Q. Can I deadhead my ten foot white bird of paradise plant as it's getting quite large. Will it grow back or will that kill it? Thank you!
Strelitzia (Bird of Paradize)
Deadheading bird of paradise flowers simply refers to removing bird of paradise blooms that are dead. These dead blooms are often referred to as spent blooms and are dead and wilted, blooms that are generally brown in color. Removing old blloms encourages new and bigger blooms, not to mention the fact that this process keeps the plant visually appealing.
The process of deadheading is done in a particular way. Start with the basics and make sure you have a solid pair of gardening gloves and a sharp pair of pruning shears ready to go. The stalks can be as wide as 6 inches, so you’ll need a good grip. You will want to cut the spent bloom, which lacks the typical orange and blue colors, at the flower’s base. You also want to cut the stalk to which the bloom was attached so long as there is not another flower already developing on that very same stalk. Get as close as possible to the base when cutting the stalk. Don’t forget to make sure to remove stems, leaves and other dead foliage.

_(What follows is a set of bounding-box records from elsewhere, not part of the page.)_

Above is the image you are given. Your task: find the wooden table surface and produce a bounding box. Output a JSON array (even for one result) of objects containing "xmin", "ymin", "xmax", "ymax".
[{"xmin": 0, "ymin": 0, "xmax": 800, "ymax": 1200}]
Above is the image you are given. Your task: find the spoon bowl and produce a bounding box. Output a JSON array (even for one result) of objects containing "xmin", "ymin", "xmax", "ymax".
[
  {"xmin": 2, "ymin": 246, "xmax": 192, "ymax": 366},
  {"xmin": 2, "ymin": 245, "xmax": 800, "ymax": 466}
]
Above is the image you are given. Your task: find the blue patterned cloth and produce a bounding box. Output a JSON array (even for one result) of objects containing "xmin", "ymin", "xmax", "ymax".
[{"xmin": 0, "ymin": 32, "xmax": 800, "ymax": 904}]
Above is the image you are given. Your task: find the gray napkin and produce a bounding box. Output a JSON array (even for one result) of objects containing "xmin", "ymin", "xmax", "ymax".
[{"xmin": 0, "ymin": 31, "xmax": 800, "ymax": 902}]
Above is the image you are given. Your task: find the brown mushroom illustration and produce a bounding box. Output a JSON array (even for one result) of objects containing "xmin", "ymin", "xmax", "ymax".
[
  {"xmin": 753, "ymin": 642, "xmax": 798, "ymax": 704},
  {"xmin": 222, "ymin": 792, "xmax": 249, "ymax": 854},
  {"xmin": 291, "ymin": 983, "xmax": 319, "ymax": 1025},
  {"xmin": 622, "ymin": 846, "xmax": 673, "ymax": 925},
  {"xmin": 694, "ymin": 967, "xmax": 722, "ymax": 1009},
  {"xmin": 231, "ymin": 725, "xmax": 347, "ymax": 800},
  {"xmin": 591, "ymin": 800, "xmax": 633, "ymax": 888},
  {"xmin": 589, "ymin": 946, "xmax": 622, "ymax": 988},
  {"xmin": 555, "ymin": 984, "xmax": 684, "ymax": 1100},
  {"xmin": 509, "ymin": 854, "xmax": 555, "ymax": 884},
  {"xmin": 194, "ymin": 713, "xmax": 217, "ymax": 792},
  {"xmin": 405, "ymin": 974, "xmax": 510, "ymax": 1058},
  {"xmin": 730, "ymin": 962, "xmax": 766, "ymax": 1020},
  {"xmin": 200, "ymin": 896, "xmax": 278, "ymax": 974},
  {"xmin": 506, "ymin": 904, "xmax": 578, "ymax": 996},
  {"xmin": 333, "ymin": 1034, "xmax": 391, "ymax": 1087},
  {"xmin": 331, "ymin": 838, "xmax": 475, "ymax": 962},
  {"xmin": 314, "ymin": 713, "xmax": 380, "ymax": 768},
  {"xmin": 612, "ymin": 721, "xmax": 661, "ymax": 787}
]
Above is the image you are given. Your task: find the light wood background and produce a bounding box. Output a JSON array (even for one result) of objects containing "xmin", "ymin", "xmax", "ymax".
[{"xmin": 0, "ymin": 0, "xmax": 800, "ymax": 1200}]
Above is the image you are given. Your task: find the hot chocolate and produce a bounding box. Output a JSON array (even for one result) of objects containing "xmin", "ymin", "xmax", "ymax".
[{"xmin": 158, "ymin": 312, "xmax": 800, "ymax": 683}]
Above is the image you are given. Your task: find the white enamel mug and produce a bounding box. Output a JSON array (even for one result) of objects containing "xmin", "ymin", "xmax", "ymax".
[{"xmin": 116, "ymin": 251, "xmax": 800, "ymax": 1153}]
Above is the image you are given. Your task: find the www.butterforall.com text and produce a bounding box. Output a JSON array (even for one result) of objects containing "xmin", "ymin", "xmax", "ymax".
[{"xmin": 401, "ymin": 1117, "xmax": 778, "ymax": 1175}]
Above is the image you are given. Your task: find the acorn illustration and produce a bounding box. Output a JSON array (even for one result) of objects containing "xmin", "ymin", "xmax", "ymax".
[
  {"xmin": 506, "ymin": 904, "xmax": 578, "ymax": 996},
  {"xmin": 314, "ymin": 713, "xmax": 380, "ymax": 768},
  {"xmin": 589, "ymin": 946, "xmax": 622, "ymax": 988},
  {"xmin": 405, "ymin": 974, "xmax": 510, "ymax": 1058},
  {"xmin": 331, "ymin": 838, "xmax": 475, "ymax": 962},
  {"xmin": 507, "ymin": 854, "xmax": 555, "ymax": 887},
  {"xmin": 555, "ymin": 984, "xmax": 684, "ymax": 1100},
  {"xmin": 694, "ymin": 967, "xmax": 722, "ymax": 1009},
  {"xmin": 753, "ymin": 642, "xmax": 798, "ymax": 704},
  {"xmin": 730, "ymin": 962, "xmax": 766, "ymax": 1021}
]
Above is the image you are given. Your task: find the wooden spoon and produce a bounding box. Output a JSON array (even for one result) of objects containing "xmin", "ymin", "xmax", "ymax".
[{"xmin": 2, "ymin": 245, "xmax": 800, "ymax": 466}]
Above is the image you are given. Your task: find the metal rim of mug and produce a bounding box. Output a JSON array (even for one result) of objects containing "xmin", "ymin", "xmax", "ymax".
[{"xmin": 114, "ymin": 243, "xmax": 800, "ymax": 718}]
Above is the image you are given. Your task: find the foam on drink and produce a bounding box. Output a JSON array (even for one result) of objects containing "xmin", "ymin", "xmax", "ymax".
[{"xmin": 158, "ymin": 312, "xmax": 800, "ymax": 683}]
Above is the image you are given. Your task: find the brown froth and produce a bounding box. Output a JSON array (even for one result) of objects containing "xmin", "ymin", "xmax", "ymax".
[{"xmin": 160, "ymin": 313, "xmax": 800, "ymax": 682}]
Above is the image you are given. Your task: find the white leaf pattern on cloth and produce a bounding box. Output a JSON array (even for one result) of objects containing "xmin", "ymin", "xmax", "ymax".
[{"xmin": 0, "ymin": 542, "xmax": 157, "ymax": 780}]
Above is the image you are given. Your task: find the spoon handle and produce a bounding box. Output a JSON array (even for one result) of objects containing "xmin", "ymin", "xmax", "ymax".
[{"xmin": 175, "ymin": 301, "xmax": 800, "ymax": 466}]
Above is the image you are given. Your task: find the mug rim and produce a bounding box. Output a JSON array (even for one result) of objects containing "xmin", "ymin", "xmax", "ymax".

According to the University of Hawaii, failure to properly deadhead bird of paradise flowers can result in a shrub that is completely covered in dead organic matter. Fungal infections and disease are also common when the bloom and its leaves and its stalk are not cut back.
Hope this helps.
Strelitzia reginae is a beautiful plant that can be successfully grown inside. The biggest drawbacks are their size—they grow 5 to 6 feet—and the fact that the plants need three to five years before they flower.